A gentle humming noise echoed throughout my hotel room as my pottery wheel spun, and the sound soothed me. I always felt better when I could focus on nothing but the shape of the clay in my hands. I had complete control.

But it couldn't take my mind off the events of the last few days. We had almost died dozens of times, and I had been more afraid than I had let on. I didn't like to talk about fear. I'm supposed to be strong.

I'm never going to tell anyone how terrifying the trip was for me. Naturally, after the voyage across the nine worlds, it was hard to wind down and settle into a comfortable rhythm again. And then, of course, there was Magnus. A lot had happened between us on the trip. A lot.

I was glad to have paired up with Magnus in Niflheim, because the only reason I made it across was the kiss in the middle. In a moment of panic, afraid we would die and he would never know how I felt about him, I kissed him.

Doing that was more dangerous than anything we had faced on the voyage so far, because I was risking our friendship. But it felt so perfect, and it filled me with warmth and kept me trudging on, clinging to Magnus like an over sized teddy bear. 

He was the reason I was alive today. And later, when Magnus was battling Loki, he let on just how much he had enjoyed the kiss. He had wanted to kiss me. No, he had said it was the "best thing that had ever happened to him." Not gonna lie, I wanted to kiss him again when he said that.

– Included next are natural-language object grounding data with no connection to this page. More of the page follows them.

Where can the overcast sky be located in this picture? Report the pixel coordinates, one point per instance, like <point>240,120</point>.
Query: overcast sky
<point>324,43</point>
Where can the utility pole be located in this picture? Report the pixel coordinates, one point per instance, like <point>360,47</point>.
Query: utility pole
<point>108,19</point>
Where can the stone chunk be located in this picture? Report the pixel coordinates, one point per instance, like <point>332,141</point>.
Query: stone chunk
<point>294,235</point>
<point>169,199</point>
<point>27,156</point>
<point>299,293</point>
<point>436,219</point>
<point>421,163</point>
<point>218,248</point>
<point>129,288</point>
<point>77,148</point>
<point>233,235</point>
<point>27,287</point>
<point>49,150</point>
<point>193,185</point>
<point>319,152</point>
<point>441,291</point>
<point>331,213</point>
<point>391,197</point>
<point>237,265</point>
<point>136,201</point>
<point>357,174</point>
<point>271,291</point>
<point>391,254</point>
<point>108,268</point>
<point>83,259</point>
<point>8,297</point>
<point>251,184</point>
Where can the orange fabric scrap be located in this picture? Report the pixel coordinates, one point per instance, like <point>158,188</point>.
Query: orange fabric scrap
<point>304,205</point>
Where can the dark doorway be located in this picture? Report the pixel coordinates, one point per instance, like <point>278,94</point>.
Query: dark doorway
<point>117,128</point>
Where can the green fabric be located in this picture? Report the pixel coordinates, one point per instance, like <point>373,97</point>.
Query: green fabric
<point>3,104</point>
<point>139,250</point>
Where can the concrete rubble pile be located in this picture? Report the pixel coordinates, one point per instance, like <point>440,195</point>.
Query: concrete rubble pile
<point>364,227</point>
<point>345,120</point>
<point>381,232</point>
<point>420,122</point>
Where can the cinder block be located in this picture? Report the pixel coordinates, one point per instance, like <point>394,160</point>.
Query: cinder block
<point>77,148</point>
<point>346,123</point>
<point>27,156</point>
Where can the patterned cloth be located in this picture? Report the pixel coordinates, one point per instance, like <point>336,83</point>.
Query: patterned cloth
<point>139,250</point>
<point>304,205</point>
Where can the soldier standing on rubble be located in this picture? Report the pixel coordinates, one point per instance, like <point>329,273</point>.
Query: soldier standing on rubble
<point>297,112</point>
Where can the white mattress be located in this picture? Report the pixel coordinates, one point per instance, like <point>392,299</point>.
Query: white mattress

But the worst part of all this? We were still just friends. We never even really talked about it. Since returning to Valhalla not even three days ago, we just went about life as we had before, before... everything. I guess it was because I was afraid to tell him how I felt, afraid to put it into words and make it too real.

But there was also big part of me that really wanted to tell him. I always felt like being with Magnus took away the pressure to be fearless. I could be vulnerable around him, because he understood. I kind of hated to admit it, but he knew me better than anyone, and I liked him better than anyone. 

I really didn't know what to do. All I knew was that I really wanted to talk to Magnus. So I did something stupid. Well, I thought it was stupid, at least. But I still did it. I washed the clay off of my hands, crossed the hall, and knocked on Magnus's door.

After a hushed, "shut UP, Jack," he opened the door and leaned against the frame. "What's up, Alex?" Magnus asked, looking a little flustered. I was terrified to say what I was about to say, but I didn't let it show. Not yet. 

"Wanna come watch a movie with me tonight?"

"A movie?"

"You heard me. Does 7:00 work?"

"um...yes?"

His cheeks were the color of a strawberry. I hoped I wasn't blushing too.

"Great! So, wear pajamas or something comfy, I'll get the snacks and stuff, and you get to let me pick the movie."

 I didn't wait for him to respond. I gave his ponytail a playful tug and turned on my heel, trying not to scramble back into my room. I closed the door behind me. My heartbeat slowed, and I realized I'd been holding my breath. I sighed heavily, sinking to the floor.

"Maybe this is finally happening."


Here is the re-written first chapter! I hope you guys like it, I had so much fun writing it. I've really missed fierrochase. Haven't written about them in a long time :(

I also want to mention that I've decided to completely remove my four-part oneshot, "The sweatshirt." It was just such a mess. Riddled with plotholes. Not to mention these are supposed to be oneshots, not 'four-shots.' If any of you are particularly attached to that writing and would like me to edit and re-publish it, I'd be happy to do so! But for now I'm just getting it out of the way.